Kijk maar, het staat er echt. Paul Gauguin krabbelde de drie regels in de linker bovenhoek van dat fantastische, meterslange, kleurrijke, in olieverf geschilderde doek: D’où Venons Nous/Que Somes Nous/Où Allons Nous [Waar komen we vandaan / Wat zijn we / Waar gaan we heen]. Terwijl een reeks hartaanvallen zijn lichaam martelde, syfilis zijn bewustzijn dan weer vernauwde, dan weer verruimde, en hij huilde om de dood van zijn dochter Aline, balde Gauguin in een laatste krachtsinspanning de essentie van het leven samen in drie vragen. Om tot dat definitieve inzicht te geraken, had hij naar het einde van de wereld moeten reizen – naar Punaauia op Tahiti, ver in de Frans-Polynesische archipel.
Precies een eeuw na de dood van Gauguin legde Joe Cillen de laatste hand aan een kunstwerk op het eiland Kiritimati. Het was een baken van licht, Bakboord heette het, waarmee hij zijn eigen eiland, het Noordereiland, fysiek en spiritueel verbond met het atol in de Grote Oceaan. Terwijl het baken oplichtte en de nacht een rode gloed gaf, diepte hij uit zijn rugzak een talisman op. Het was een anoniem houten roerstaafje, maar voor Joe had het ding grote betekenis. Het roerhoutje was één van zijn schaarse bezittingen en had hem nooit teleurgesteld. ‘Hier’, zei hij tegen Dominique Perrier, een Frans-Portugese zeilster die hem gezelschap hield en onderweg was naar de Marquesaseilanden. ‘Als je Hiva Oa aandoet’, vervolgde hij, ‘kan je mijn houtje dan op het graf van Gauguin plaatsen?’ Aldus geschiedde.
Reizen is niets meer dan jezelf verplaatsen, zegt Joe. Van de ene plaats naar de andere plaats: van het Noordereiland naar Kiritimati bijvoorbeeld. Maar ook jezelf verplaatsen van het ene ding naar het andere ding: van het leven als matroos naar het leven als kunstenaar bijvoorbeeld. Of jezelf verplaatsen in de een en in de ander: in het lot van de 3269 medeopvarenden van het Motorschip Noordereiland bijvoorbeeld. Want één ding is zeker: op een dag zal het grootste schip ter wereld vertrekken en buitengaats gaan. En dan hebben we elkaar en elkaars talenten hard nodig – dus laat de generale repetitie vandaag nog beginnen.
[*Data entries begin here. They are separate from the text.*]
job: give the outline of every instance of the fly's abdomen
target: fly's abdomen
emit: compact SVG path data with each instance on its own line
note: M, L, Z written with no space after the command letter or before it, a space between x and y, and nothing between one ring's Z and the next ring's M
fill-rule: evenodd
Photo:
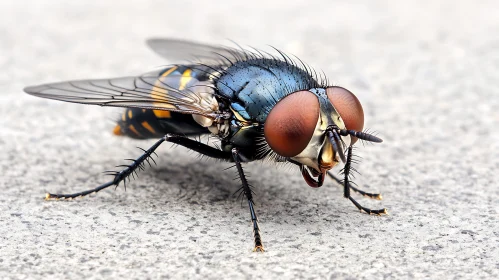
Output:
M165 111L169 113L168 111ZM126 109L114 127L113 133L132 138L158 138L164 135L158 119L152 110L140 108Z
M192 115L140 108L126 109L113 130L116 135L136 139L159 138L168 133L199 135L208 132Z
M151 83L151 88L147 90L151 97L158 99L158 104L167 99L169 94L175 94L177 99L179 93L189 97L198 83L207 79L206 72L200 67L194 69L190 66L172 66L151 72L152 75L157 75L157 80ZM167 133L181 135L209 133L208 129L199 125L191 114L141 108L127 108L113 132L116 135L138 139L158 138Z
Joe laat zich inspireren door het surrealisme van René Magritte (wiens moeder de dood koos door zich geblinddoekt in de Samber te storten), door de helse machines van kunstenaar Panamarenko (het pseudoniem is een samenvoeging van ‘Pan American Airlines & Company’), door de visionair Wilhelm Reich (die een regenmachine bouwde en seks als onderdeel van het ecosysteem zag), en door saxofonist Pharoah Sanders (die verbeeldingskracht en uithoudingsvermogen als de belangrijkste brandstoffen op aarde beschouwt). De liefde dreef hem naar de wal (als matroos werd Joe in 1972 verliefd op het nichtje van de uitbaatster van de Baby Doll Bar op het Noordereiland). En de kunst bood hem een context waarin hij zich kon verzoenen met zijn reis van Paal naar Pala. Voor ons, in dit boek – vormgegeven als een hutkoffer, ligt zijn roerstaafje. Laat het ook voor ons een talisman zijn, want Waar komen we vandaan / Wat zijn we? / Waar gaan we heen?